For approximately 10 years the field of proteomics has held promise to assist researchers in crossing the “valley of death” in translational medicine—that is, to assist in translating basic research findings from the bench to the bedside. While steady progress has been made in improving proteomic techniques and instrumentation, the field has largely failed so far to deliver blockbuster results in the form of novel disease biomarkers.
One approach we have used to attempt to rectify this phenomenon and assure reliable results from experiments performed in our laboratory is to go back to the basics of our training in analytical chemistry. Analytical chemistry teaches us that the most important features of a technique are accuracy, specificity, and reproducibility.
We would argue that some early failures in proteomics are at least partially due to incomplete attention to detail with respect to the analytical quality of the approaches deployed. In order to apply any novel methodology to a complex biological or translational medicine question, the methodology must first be vetted such that all analytical variables are sufficiently identified, measured, and minimized.
Proteomics is most commonly practiced in the manner known as bottom-up, which involves taking a complex mixture of proteins and proteolytically digesting it with a protease, such as trypsin, into fragments ~8 to 35 amino acids in length. This step makes the mixtures even more complex by increasing the total number of unique molecules to be analyzed, but is advantageous because the biophysical properties of peptides make them much easier to separate (using liquid chromatography), and quantify and identify (using mass spectrometry) than the protein parent molecules.
With the advent of modern direct-flow nanoscale liquid chromatography systems and high-resolution mass spectrometers, the technical variability between measurements within a study has been drastically reduced; it is possible for thousands of peptides to be measured across 10s to 100s of samples with average coefficients of variation less than 15%.
The more common challenge to reproducible proteomics measurements, both within and between studies, is now sample preparation. Metabolic labeling techniques (e.g., SILAC, N15 labeling) attempt to bypass variability introduced during sample preparation because the conditions to be compared are mixed, then processed together through all preparation steps.
The obvious disadvantage of such labeling strategies is that the number of biological conditions is limited by the number of labels available for use, and some systems simply do not lend themselves well to labeling approaches (such as primary tissues or cells and animal models).
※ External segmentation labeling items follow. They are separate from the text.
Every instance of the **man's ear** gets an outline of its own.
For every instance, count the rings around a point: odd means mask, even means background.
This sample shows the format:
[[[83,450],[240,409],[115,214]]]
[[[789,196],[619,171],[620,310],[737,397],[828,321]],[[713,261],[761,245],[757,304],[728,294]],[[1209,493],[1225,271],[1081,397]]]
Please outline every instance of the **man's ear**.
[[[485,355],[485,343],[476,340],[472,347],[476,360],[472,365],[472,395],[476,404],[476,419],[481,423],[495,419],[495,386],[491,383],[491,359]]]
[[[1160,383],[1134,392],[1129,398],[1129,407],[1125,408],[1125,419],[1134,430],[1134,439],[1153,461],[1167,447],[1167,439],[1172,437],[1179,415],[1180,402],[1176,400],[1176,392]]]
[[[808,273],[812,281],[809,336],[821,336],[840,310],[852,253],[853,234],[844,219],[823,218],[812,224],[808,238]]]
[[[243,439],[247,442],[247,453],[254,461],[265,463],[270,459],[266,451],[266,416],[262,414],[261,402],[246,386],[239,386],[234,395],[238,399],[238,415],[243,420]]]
Label-free quantitation uses the area-under-the-curve of chromatographic peptide elution profiles to perform robust quantitation and can be utilized for both relative and absolute quantitation across sample cohorts without limitation to experimental design.
Although techniques in sample preparation vary widely depending on the application, we will seek to offer practical considerations, which have served to improve sample preparation reproducibility in our laboratory, and which are particularly important for label-free quantitative proteomics experiments.
It is largely accepted that a large factor, if not the most dominant causative factor in variation in proteomics results between laboratories is differences in sample preparation. Therefore, before we explore specific techniques, which can improve reproducibility in sample preparation in proteomics research, it is worthwhile to spend a few words on general practices that can be utilized to assess results reproducibility:
1) Be a minimalist. Utilize the simplest procedure possible, and seek to remove all unnecessary steps in a procedure. Even seemingly simple steps like a volume transfer can increase analytical variability.
2) Standardize where possible. Standardization of steps (such as digestion) within a protocol makes it easier to troubleshoot new protocols or methods, easier for others to replicate your results, and saves time because scientists within a lab can share reagent stocks. Establish and follow standard operating procedures (SOPs) once a protocol is mature.
3) Employ quality control (QC) metrics. QC metrics throughout a protocol allow for easier troubleshooting if unexpected results are observed. Track and utilize all available data, such as protein assay (Bradford) results, sample volumes, and sample storage time and conditions, to monitor the procedures. Accumulate the results from routine QC measurements in a common repository accessible to all scientists performing the assays, in order to enable easy identification of sample outliers.
Although it may seem that standardization and research are somewhat mutually exclusive activities, some standardization of common practices makes research activities higher throughput and, more importantly, improves reproducibility within and between proteomics studies.